Balsamic Tomato Tortellini
Yields: 2 to 3 servings
  • 1 package (9 ounces) tortellini - any variety (I use cheese)
  • 2 cups fresh cherry tomatoes, sliced in half
  • 4 to 5 garlic cloves, sliced
  • 2 tablespoons Arbequina Pompeian Olive Oil, divided
  • 2 tablespoons balsamic vinegar
  • grated Parmesan cheese, for topping
  • crushed red pepper (optional) for topping
  1. Preheat oven to 425°F. Line a rimmed baking sheet with nonstick foil (or spray foil with cooking spray).
  2. Toss sliced tomatoes and garlic with 1 tablespoon olive oil. Pour in a single layer onto prepared baking sheet. Cook for 25 to 30 minutes, or until tomatoes soften and garlic browns (watch carefully so it doesn't burn).
  3. Meanwhile cook tortellini according to package directions.
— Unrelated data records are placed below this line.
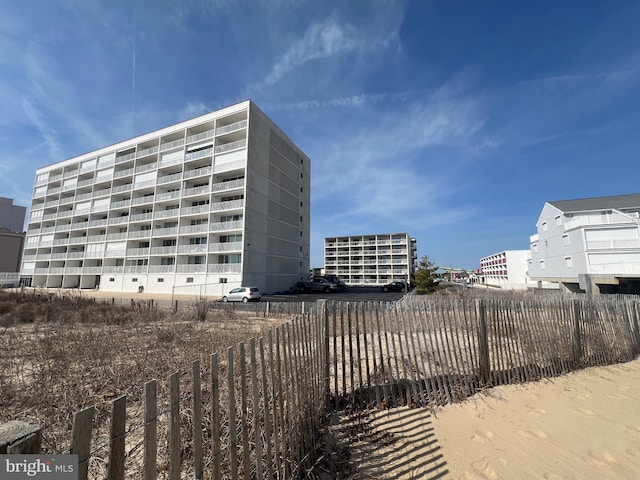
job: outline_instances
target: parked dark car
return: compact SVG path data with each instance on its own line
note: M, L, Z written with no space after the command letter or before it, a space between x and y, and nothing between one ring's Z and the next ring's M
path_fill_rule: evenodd
M294 292L309 293L311 290L313 290L313 285L311 284L311 282L297 282L293 286Z
M404 292L405 284L403 282L391 282L382 286L383 292Z
M342 292L347 289L347 284L344 283L337 275L323 275L322 278L325 280L335 283L338 286L338 291Z

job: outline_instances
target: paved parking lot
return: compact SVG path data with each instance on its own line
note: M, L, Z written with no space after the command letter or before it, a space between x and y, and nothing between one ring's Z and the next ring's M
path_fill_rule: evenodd
M339 302L395 302L400 300L402 292L383 292L376 287L347 287L344 292L335 293L292 293L268 294L262 296L263 302L315 302L320 299Z

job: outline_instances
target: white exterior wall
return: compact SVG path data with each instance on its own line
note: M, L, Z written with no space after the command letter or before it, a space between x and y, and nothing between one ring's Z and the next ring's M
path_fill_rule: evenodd
M480 259L481 283L505 290L528 288L529 256L529 250L505 250Z
M325 273L337 275L347 285L407 282L416 260L416 240L407 233L324 239Z
M309 195L309 158L246 101L39 169L21 274L113 292L288 289L309 271Z
M578 275L640 276L638 218L617 210L562 212L545 204L531 237L534 280L578 283Z

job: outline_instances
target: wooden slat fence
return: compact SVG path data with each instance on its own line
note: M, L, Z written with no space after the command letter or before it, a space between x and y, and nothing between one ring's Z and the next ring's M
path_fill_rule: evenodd
M328 409L445 404L479 389L633 359L635 297L322 302L305 314L152 380L142 406L75 414L79 478L304 478ZM167 398L158 395L165 386Z

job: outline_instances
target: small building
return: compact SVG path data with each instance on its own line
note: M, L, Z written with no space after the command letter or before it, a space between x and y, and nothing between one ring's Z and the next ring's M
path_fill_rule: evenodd
M378 233L324 239L324 269L347 285L408 282L415 273L416 239L408 233Z
M27 208L0 197L0 287L17 286L24 248L24 217Z
M640 194L545 203L529 277L571 292L640 293Z
M525 290L529 250L504 250L480 259L480 284L504 290Z

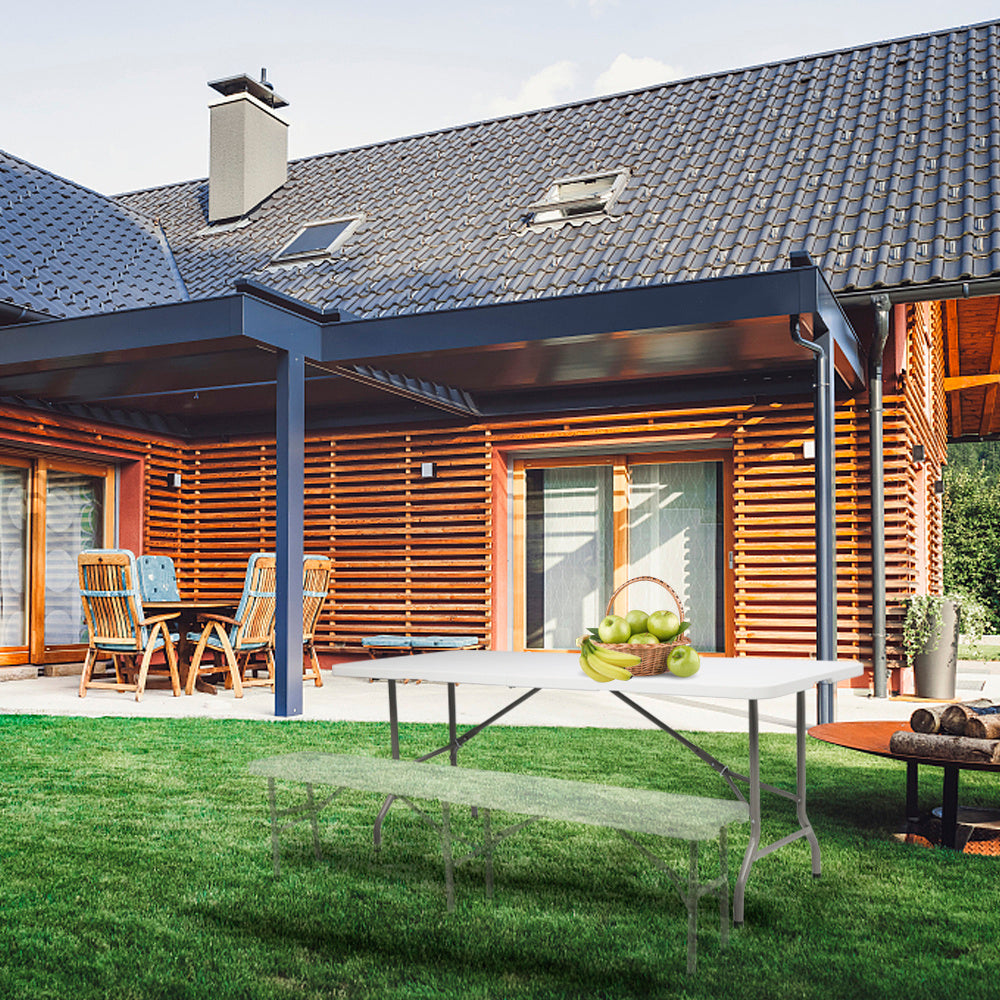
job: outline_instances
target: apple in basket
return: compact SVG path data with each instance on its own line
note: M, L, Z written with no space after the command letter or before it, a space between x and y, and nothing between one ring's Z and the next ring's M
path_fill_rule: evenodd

Drain and put into serving bowl.
  4. In a small bowl, mix remaining olive oil and balsamic vinegar until combined.
  5. Pour roasted tomatoes and garlic over tortellini, toss gently to combine.
  6. Pour olive oil/balsamic vinegar mixture over tomatoes and toss to coat. Top with fresh Parmesan cheese and/or crushed red pepper, as desired.